Justin Peck and Patricia Delgado won for choreographing “Buena Vista Social Club” and Peck noted a song from the renowned original album was played at their wedding. The musical takes its inspiration from Wim Wenders’ 1999 Oscar-nominated documentary on the making of the Cuban album.
Best costumes in a play went to Marg Hornwell for “The Picture of Dorian Gray,” while “Death Becomes Her” won the musical counterpart, a win for Paul Tazewell in a year where he also became the first Black man to win an Oscar for designing costumes, for “Wicked.”
“I have dressed so many of you out there,” he said from the podium.

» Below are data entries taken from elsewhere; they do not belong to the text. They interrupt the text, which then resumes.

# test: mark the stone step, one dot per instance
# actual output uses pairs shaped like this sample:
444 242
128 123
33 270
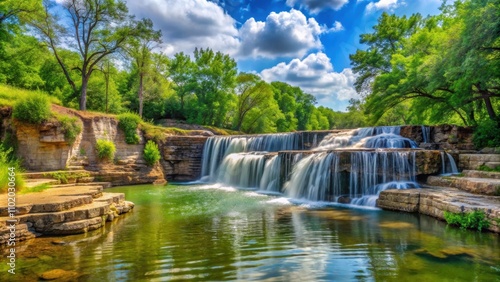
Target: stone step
44 221
111 198
434 201
481 174
76 167
102 184
483 186
30 183
52 200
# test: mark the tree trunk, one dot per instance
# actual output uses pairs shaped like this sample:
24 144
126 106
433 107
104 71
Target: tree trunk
489 108
83 96
141 78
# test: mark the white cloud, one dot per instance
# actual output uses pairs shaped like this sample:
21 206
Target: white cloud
315 75
316 6
388 5
188 24
283 34
337 26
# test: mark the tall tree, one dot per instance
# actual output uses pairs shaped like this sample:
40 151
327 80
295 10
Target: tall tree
215 79
254 95
96 29
140 49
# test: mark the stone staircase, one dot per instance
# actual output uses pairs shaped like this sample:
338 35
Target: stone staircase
471 190
61 210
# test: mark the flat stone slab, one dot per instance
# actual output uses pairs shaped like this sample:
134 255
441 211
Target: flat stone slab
484 186
51 200
435 201
30 183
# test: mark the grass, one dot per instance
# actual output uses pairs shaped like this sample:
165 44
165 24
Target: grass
64 177
470 220
38 188
489 169
10 95
105 149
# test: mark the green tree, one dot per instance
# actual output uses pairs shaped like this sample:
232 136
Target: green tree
182 70
256 111
96 29
140 49
215 79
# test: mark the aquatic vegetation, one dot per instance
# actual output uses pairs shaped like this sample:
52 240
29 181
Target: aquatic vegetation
471 220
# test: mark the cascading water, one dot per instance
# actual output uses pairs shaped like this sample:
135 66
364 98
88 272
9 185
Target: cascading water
353 165
217 148
448 165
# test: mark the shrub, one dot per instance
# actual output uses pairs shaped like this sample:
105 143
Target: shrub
32 109
487 134
472 220
151 153
7 161
128 122
70 126
105 149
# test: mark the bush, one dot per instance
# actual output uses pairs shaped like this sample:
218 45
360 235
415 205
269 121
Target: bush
32 109
472 220
70 126
7 161
105 149
487 134
151 153
128 123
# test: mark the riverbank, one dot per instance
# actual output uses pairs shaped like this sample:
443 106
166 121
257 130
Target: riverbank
60 210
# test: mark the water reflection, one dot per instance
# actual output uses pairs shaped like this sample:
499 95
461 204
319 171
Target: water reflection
206 234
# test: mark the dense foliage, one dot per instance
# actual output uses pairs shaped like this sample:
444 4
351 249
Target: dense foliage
105 149
129 122
32 109
439 69
151 153
9 164
471 220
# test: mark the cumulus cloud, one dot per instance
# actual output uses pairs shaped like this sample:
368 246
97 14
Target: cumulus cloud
316 6
316 76
388 5
283 34
189 23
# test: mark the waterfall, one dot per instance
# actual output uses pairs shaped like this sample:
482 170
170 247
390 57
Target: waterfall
218 147
448 165
271 178
369 137
347 166
242 170
318 177
374 172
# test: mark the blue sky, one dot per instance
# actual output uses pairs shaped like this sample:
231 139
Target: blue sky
305 43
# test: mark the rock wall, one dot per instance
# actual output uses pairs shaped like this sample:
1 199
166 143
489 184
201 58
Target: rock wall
434 202
44 148
445 137
181 157
474 161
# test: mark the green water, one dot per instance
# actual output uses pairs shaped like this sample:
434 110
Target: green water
192 233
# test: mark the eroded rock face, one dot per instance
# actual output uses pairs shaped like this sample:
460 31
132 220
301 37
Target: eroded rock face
182 156
434 202
474 161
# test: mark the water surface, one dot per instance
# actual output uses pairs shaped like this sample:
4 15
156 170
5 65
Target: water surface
197 233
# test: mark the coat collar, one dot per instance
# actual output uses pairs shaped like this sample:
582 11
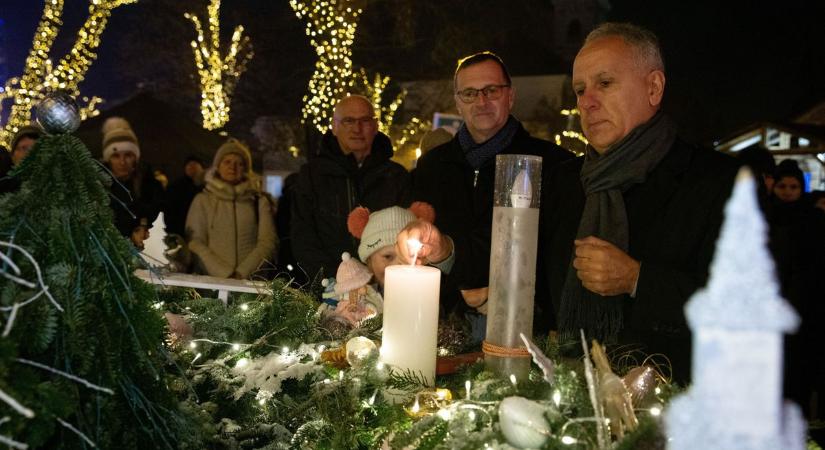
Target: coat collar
454 154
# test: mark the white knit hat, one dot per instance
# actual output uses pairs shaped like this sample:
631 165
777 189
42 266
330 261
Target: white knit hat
118 137
351 274
379 229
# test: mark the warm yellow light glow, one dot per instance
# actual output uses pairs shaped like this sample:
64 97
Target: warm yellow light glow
374 90
41 76
218 73
331 28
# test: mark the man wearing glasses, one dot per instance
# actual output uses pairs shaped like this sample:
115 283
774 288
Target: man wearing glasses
353 168
457 179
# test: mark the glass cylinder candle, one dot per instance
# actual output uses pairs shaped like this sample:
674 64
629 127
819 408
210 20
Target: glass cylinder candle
513 248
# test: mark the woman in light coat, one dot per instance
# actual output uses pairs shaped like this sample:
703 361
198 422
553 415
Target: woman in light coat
229 226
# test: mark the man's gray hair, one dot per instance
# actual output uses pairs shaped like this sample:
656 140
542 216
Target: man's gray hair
643 41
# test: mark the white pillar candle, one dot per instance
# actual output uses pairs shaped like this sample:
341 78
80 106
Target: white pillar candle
411 319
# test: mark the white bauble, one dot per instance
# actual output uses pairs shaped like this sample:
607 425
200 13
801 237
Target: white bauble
359 349
523 422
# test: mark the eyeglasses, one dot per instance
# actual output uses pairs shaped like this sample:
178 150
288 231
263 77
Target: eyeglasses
351 122
491 92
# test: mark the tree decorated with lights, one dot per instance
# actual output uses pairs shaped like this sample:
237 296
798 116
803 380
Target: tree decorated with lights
374 90
219 74
82 359
331 29
40 75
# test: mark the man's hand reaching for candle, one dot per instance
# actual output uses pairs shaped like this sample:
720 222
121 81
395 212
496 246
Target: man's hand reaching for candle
436 247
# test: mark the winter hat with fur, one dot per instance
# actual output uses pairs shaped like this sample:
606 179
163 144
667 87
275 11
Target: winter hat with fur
118 137
235 146
351 275
380 228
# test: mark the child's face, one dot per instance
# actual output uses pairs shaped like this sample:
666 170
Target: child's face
378 261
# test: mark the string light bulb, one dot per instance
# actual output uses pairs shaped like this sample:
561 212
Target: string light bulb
41 76
330 26
374 91
218 73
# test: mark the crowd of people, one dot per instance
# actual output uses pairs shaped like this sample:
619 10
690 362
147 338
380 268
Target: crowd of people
627 232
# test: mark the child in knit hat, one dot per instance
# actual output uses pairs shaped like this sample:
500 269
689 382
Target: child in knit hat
358 301
377 232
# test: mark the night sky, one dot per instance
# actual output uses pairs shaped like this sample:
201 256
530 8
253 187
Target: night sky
728 63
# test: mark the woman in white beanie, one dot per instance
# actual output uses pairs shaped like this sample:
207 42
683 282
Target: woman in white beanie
136 195
229 226
377 232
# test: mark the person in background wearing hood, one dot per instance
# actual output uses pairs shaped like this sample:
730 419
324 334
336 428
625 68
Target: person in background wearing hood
21 144
352 169
229 226
136 195
180 194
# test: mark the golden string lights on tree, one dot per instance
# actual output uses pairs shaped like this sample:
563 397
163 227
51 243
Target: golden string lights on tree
218 74
40 75
374 90
331 28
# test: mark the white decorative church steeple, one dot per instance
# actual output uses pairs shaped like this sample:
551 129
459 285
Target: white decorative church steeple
738 320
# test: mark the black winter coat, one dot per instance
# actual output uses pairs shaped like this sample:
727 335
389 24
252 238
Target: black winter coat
674 219
463 201
179 197
329 187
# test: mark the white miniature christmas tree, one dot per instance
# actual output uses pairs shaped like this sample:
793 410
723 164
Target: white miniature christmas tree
154 247
735 401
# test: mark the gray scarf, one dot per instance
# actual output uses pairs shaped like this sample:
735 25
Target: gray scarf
604 179
478 154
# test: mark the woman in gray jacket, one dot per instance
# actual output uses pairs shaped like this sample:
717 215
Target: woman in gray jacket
229 226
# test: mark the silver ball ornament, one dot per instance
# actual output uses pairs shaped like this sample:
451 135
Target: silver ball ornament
359 349
57 113
523 422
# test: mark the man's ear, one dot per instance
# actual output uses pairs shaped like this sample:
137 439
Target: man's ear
655 87
512 97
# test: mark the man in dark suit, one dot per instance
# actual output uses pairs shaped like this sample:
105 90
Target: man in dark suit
628 231
457 178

Harvey Fierstein, the four-time Tony winner behind “Torch Song Trilogy” and “Kinky Boots,” was honored with a lifetime achievement Tony and became emotional during his speech: “There is nothing quite like bathing in the applause of a curtain call, but when I bow, I bow to the audience, with gratitude, knowing that without them I might as well be lip-syncing showtunes in my bedroom mirror. And so I dedicate this award to the people in the dark.”
This season on Broadway
Broadway buzz is usually reserved for musicals but this year the plays — powered by A-list talent like Snook and Clooney — have driven the conversation. There were two Pulitzer winners — 2024 awardee “English” and “Purpose” from 2025 — but perhaps one of the season's biggest surprises was “Oh, Mary!,” Escola’s irreverent, raunchy, gleefully deranged revisionist history centered on Mary Todd Lincoln.
Sam Pinkleton won best director for “Oh, Mary!” and thanked Escola, saying he taught him, "Do what you love, not what you think people want to see.”
On the musical side, three options seem to be in the mix for the top prize: “Maybe Happy Ending,” the rom-com about a pair of androids; “Dead Outlaw,” about an alcoholic drifter whose embalmed body becomes a prized possession for half a century; and “Death Becomes Her,” the musical satire about longtime frenemies who drink a magic potion for eternal youth and beauty. “Maybe Happy Ending,” “Death Becomes Her” and fellow musical nominee, “Buena Vista Social Club,” led nominations going into the night with 10 apiece.
Broadway this season saw a burst in alt-rock and the emergence of stories of young people for young people, including “John Proctor is the Villain” and a “Romeo + Juliet” pitched to Generation Z and millennials.